Home News Security Vulnerabilities Discovered in HP’s 150 Multi-function Printers

Security Vulnerabilities Discovered in HP’s 150 Multi-function Printers

HP’s multi-function printers (MFPs) are vulnerable to two security vulnerabilities CVE-2021-39237 and CVE-2021-39238, which could allow a remote attacker to launch a cross-site printing attack on vulnerable devices.

HP multi-function printers, Unpatched vulnerabilities

Adversaries exploiting unpatched vulnerabilities become a constant security concern for organizations. Cybersecurity researchers from F-Secure recently discovered multiple critical vulnerabilities in 150 multifunction printers (MFPs) manufactured by Hewlett Packard (HP).  The researchers stated the security flaws CVE-2021-39237 and CVE-2021-39238 could enable a remote attacker to take full control of the vulnerable devices, steal information, and further infiltrate networks to inflict other types of damage. The vulnerabilities, dating back to 2013, are now fixed after HP issued security patches.

Vulnerabilities in Detail

  • CVE-2021-39237 – This physical access port vulnerability affects certain HP LaserJet, HP LaserJet Managed, HP PageWide, and HP PageWide Managed printers to potential information disclosure.
  • CVE-2021-39238 – This font parsing vulnerability affects certain HP LaserJet, HP LaserJet Managed, HP PageWide, and HP PageWide Managed products to potential buffer overflow threats.

Cross-site Printing Attack

The security flaws could allow an attacker to launch a cross-site printing attack on the vulnerable printers’ network. The attacker would first need to trick a victim into visiting a malicious website. The cross-site printing attack involves tricking users from a targeted organization into visiting a malicious website, exposing the organization’s vulnerable MFPs. Once the victim visits the malicious site, the website automatically prints a document containing a maliciously-crafted font on the vulnerable MFP, giving the attacker code execution rights on the device.

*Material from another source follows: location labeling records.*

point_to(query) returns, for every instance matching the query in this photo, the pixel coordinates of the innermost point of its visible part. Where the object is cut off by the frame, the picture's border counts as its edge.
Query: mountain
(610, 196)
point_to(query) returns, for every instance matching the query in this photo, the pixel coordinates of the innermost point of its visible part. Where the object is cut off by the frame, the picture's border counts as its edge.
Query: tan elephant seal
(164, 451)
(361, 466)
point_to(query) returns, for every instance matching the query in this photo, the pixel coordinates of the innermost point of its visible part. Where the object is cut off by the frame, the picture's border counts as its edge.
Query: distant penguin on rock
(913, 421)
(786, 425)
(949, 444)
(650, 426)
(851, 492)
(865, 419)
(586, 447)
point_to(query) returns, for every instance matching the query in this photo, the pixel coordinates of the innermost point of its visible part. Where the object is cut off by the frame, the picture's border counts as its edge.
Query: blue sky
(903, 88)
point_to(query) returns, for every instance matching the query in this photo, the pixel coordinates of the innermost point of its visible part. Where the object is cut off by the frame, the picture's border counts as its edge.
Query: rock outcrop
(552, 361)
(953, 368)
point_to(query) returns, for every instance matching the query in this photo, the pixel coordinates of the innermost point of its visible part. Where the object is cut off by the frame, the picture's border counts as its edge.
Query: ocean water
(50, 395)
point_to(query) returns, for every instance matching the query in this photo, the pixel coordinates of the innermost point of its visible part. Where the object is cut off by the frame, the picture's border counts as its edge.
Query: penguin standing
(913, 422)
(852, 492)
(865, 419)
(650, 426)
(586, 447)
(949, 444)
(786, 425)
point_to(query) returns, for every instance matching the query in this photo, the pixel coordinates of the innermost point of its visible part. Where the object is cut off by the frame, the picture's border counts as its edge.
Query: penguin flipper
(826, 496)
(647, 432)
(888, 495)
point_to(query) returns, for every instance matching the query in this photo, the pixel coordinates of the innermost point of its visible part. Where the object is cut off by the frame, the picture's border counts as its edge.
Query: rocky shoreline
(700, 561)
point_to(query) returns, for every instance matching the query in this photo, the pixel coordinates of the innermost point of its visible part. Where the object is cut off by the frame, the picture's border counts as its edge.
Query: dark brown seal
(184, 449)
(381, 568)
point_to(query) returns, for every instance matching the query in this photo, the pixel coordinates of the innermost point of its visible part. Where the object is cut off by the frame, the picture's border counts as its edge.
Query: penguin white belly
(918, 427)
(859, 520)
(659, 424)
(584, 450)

Also Read: How Cross-Site Scripting Attacks Work and How to Prevent Them

“An attacker with these code execution rights could silently steal any information ran (or cached) through the MFP. This includes not only documents that are printed, scanned, or faxed but also information like passwords and login credentials that connect the device to the rest of the network. Attackers could also use compromised MFPs as a beachhead to penetrate further into an organization’s network to pursue other objectives (such as stealing or changing other data, spreading ransomware, etc.),“ the researchers said.

With HP being one of the leading providers of MFPs, many organizations worldwide are likely using vulnerable devices.


While there is no information on exploited vulnerabilities, F-Secure urged organizations to fix their vulnerable MFPs. In addition to patching, the company provided certain measures to secure MFPs against unauthorized intrusions. These include:

  • Limiting physical access to MFPs
  • Segregating MFPs in a separate, firewalled VLAN
  • Using anti-tamper stickers to signal physical tampering with devices
  • Using locks to control access to the internal hardware
  • Following vendors’ best practices for preventing unauthorized modifications to security settings
  • Placing MFPs in CCTV-monitored areas to record any physical usage of a hacked device when it was compromised

“It’s easy to forget that modern MFPs are fully-functional computers that threat actors can compromise just like other workstations and endpoints. And just like other endpoints, attackers can leverage a compromised device to damage an organization’s infrastructure and operations. Experienced threat actors see unsecured devices as opportunities, so organizations that don’t prioritize securing their MFPs like other endpoints leave themselves exposed to attacks like the ones documented in our research,” said F-Secure security consultant Timo Hirvonen.

Timo HirvonenExplaining on how organizations can mitigate the risks from rising vulnerability exploits, Hirvonen explained, “Organizations need to first get a handle on all their endpoints. Often, we see companies forget or overlook certain devices and endpoints, neglecting to update or even carry out basic cyber hygiene practices – which in the end leads to vulnerabilities as we have seen here.

In this case, in addition to patching, organizations can mitigate the risks by carrying out relatively simple techniques such as limiting physical access to MFPs, segregating MFPs in a separate firewalled VLAN, and following the security hardening guidelines of the vendor. These simple actions will make a huge difference to the overall security posture of the company.”